Some dogs are more predisposed to aggression than others, and socialisation is more vital in certain breeds. In general, extra effort is required in large breed dogs, as they tend to be more difficult to manage when they become adults. Breeds with a reputation for aggressive or dominant behavior include Rottweilers, Boerboels, Pitbulls, Anatolian Shepherds and German Shepherd dogs. Boerboels, for example, were bred to protect the ox wagons during the Great Trek so the protective instinct is deeply instilled in them. There is still a place for this trait in the modern day, but with a change in lifestyle trends towards smaller properties and more confined spaces, it becomes the owner’s responsibility to manage this tendency for aggression and also ensure that the dog gets sufficient physical exercise.
Anxiety-prone and highly active dogs will also benefit hugely from a higher degree of socialisation.

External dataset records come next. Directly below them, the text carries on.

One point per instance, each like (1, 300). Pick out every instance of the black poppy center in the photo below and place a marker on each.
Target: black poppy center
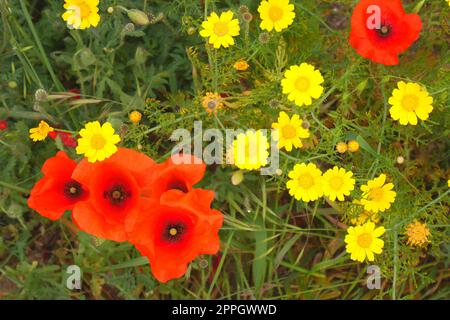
(384, 31)
(117, 195)
(178, 185)
(72, 189)
(174, 232)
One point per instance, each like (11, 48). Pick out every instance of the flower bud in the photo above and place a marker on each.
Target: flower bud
(341, 147)
(138, 17)
(135, 117)
(353, 146)
(237, 177)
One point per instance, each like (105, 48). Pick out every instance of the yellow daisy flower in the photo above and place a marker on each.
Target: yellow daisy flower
(135, 117)
(417, 233)
(97, 142)
(302, 83)
(220, 30)
(276, 14)
(377, 196)
(306, 182)
(337, 183)
(290, 131)
(362, 241)
(212, 102)
(241, 65)
(410, 102)
(40, 132)
(81, 14)
(250, 150)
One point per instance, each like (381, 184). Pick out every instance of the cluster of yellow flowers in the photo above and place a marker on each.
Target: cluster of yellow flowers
(307, 183)
(96, 142)
(275, 14)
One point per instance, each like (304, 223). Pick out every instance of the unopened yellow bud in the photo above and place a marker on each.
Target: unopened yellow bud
(138, 17)
(341, 147)
(353, 146)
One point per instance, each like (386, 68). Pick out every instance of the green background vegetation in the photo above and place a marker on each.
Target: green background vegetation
(273, 247)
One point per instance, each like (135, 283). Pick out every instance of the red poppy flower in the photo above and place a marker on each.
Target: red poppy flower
(57, 191)
(178, 172)
(397, 30)
(173, 233)
(3, 125)
(115, 186)
(66, 138)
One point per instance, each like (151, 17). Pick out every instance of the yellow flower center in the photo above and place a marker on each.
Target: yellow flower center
(302, 84)
(81, 10)
(306, 181)
(336, 183)
(364, 240)
(289, 131)
(376, 194)
(98, 142)
(410, 102)
(221, 28)
(275, 13)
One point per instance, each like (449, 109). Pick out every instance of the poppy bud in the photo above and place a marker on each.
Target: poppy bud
(138, 17)
(129, 27)
(12, 84)
(3, 125)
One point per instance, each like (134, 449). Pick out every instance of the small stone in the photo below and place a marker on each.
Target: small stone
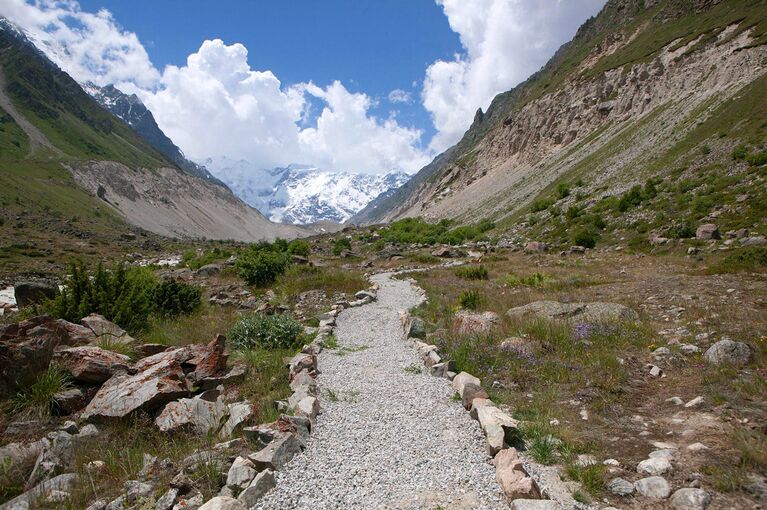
(262, 483)
(655, 487)
(697, 447)
(620, 487)
(690, 499)
(654, 466)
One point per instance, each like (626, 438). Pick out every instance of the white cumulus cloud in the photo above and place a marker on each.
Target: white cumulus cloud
(504, 42)
(400, 96)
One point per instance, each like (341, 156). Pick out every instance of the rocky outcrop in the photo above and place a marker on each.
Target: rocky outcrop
(26, 348)
(91, 364)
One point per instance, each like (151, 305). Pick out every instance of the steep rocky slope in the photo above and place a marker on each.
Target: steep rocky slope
(613, 107)
(49, 122)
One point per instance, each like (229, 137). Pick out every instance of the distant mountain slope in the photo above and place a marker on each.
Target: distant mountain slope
(52, 122)
(300, 194)
(610, 104)
(133, 112)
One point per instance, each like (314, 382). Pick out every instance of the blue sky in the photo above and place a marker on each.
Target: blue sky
(343, 85)
(370, 46)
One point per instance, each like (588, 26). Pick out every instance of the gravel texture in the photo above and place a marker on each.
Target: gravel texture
(386, 438)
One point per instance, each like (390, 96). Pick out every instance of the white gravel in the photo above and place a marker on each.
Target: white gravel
(393, 439)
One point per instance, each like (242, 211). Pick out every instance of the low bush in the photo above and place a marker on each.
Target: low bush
(470, 299)
(472, 272)
(122, 294)
(266, 332)
(261, 265)
(172, 298)
(341, 245)
(38, 397)
(299, 247)
(751, 258)
(586, 237)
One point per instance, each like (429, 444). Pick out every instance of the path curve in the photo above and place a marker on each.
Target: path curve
(393, 439)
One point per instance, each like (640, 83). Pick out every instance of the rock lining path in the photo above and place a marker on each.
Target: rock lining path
(393, 439)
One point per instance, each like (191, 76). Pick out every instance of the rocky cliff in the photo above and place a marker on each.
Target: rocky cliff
(611, 104)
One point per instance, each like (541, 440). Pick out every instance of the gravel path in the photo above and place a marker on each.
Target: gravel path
(390, 438)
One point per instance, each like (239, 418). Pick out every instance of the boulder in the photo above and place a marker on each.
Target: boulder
(512, 477)
(500, 429)
(91, 364)
(575, 312)
(69, 401)
(277, 453)
(728, 352)
(241, 473)
(64, 482)
(261, 484)
(33, 293)
(192, 414)
(124, 394)
(707, 232)
(536, 247)
(690, 499)
(239, 414)
(208, 361)
(223, 503)
(26, 349)
(105, 330)
(655, 487)
(468, 323)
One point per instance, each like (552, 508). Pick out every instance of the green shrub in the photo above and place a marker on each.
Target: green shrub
(266, 332)
(472, 272)
(261, 266)
(299, 247)
(541, 204)
(39, 396)
(470, 299)
(740, 152)
(172, 298)
(122, 295)
(586, 237)
(751, 258)
(757, 159)
(341, 245)
(684, 230)
(533, 280)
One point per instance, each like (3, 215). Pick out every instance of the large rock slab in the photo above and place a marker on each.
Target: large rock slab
(575, 312)
(277, 453)
(26, 348)
(728, 352)
(192, 414)
(124, 394)
(223, 503)
(91, 364)
(105, 330)
(470, 323)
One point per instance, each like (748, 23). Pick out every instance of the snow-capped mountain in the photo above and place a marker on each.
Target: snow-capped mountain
(133, 112)
(302, 194)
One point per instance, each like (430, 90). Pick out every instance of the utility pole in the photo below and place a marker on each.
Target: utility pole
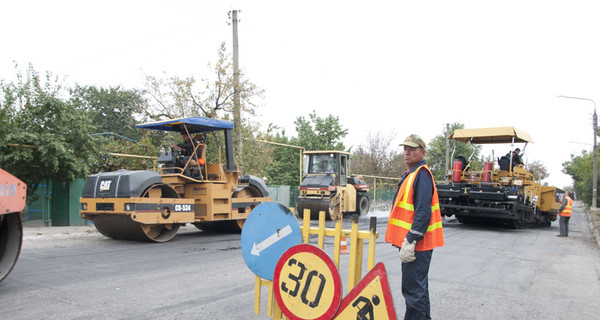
(447, 150)
(595, 151)
(237, 120)
(595, 173)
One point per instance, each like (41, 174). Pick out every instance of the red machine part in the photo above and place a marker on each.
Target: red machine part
(12, 201)
(13, 193)
(456, 171)
(488, 166)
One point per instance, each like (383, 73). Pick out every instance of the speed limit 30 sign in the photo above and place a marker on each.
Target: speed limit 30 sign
(307, 284)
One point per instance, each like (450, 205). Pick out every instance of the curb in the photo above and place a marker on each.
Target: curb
(594, 231)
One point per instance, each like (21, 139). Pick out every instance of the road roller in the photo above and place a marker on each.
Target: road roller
(328, 186)
(502, 191)
(151, 205)
(13, 193)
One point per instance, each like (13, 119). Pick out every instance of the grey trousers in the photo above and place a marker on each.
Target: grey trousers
(563, 222)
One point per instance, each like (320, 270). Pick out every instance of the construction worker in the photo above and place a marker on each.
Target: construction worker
(565, 211)
(415, 226)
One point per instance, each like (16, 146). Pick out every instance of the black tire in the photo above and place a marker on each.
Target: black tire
(362, 204)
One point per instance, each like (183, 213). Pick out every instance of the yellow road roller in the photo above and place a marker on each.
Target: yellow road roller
(151, 205)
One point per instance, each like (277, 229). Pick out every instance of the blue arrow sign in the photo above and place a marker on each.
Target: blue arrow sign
(269, 231)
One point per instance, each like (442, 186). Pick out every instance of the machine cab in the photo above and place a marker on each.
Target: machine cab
(333, 163)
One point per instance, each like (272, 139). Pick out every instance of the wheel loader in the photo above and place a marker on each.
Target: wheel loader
(502, 191)
(151, 205)
(12, 202)
(327, 186)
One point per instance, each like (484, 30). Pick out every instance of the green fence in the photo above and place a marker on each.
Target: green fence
(55, 204)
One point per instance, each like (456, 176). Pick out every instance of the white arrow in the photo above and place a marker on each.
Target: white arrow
(257, 248)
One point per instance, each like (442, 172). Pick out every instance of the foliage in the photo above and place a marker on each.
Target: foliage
(285, 166)
(45, 137)
(375, 159)
(112, 109)
(580, 169)
(318, 133)
(436, 152)
(121, 154)
(175, 97)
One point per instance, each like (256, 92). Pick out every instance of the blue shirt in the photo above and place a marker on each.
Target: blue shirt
(422, 194)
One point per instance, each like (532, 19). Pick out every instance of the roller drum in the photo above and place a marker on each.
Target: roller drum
(11, 239)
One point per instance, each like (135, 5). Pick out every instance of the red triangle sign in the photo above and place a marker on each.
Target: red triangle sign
(370, 299)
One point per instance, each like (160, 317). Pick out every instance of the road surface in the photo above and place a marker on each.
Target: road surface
(482, 272)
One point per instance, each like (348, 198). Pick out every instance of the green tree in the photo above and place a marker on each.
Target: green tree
(376, 159)
(436, 152)
(175, 97)
(284, 168)
(580, 169)
(316, 133)
(113, 109)
(48, 138)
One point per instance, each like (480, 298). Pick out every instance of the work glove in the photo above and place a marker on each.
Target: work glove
(407, 251)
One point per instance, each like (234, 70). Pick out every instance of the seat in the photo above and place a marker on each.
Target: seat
(504, 163)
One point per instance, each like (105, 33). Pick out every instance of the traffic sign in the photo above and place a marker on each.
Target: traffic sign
(269, 231)
(370, 299)
(307, 284)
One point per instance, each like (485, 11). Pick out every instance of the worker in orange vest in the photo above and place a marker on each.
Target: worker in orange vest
(565, 212)
(415, 226)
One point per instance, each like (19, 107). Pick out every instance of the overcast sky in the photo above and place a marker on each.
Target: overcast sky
(389, 67)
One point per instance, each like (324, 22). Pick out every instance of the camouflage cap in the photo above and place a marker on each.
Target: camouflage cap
(414, 141)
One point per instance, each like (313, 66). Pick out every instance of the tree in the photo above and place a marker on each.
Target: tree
(318, 133)
(113, 109)
(175, 97)
(436, 152)
(580, 168)
(376, 159)
(48, 138)
(284, 168)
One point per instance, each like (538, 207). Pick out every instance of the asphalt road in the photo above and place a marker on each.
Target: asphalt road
(482, 272)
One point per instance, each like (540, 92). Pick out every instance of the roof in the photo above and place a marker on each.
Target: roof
(490, 135)
(325, 152)
(193, 124)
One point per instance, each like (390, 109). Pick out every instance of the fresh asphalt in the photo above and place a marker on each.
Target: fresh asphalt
(483, 272)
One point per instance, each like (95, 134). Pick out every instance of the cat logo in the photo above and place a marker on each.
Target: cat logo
(105, 185)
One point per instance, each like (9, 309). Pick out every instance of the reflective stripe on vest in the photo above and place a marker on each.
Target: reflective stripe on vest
(402, 215)
(568, 208)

These include Weimeraners and Huskies. Temperament has approximately sixty five percent heritability, so any pup from parents that have had social adaptation problems will require extra effort due to the genetic tendency.
A puppy’s behavior may change significantly as he matures, and temperament is only considered to really be established after three years of age. For this reason, no matter how cute and cuddly your puppy may be at six weeks, it is worthwhile to invest in his personality by socializing him at the time when it will have the biggest effect on his future – between three to sixteen weeks of age. Your efforts during this time will be paid off by allowing your puppy to become what he is meant to be – man’s best friend.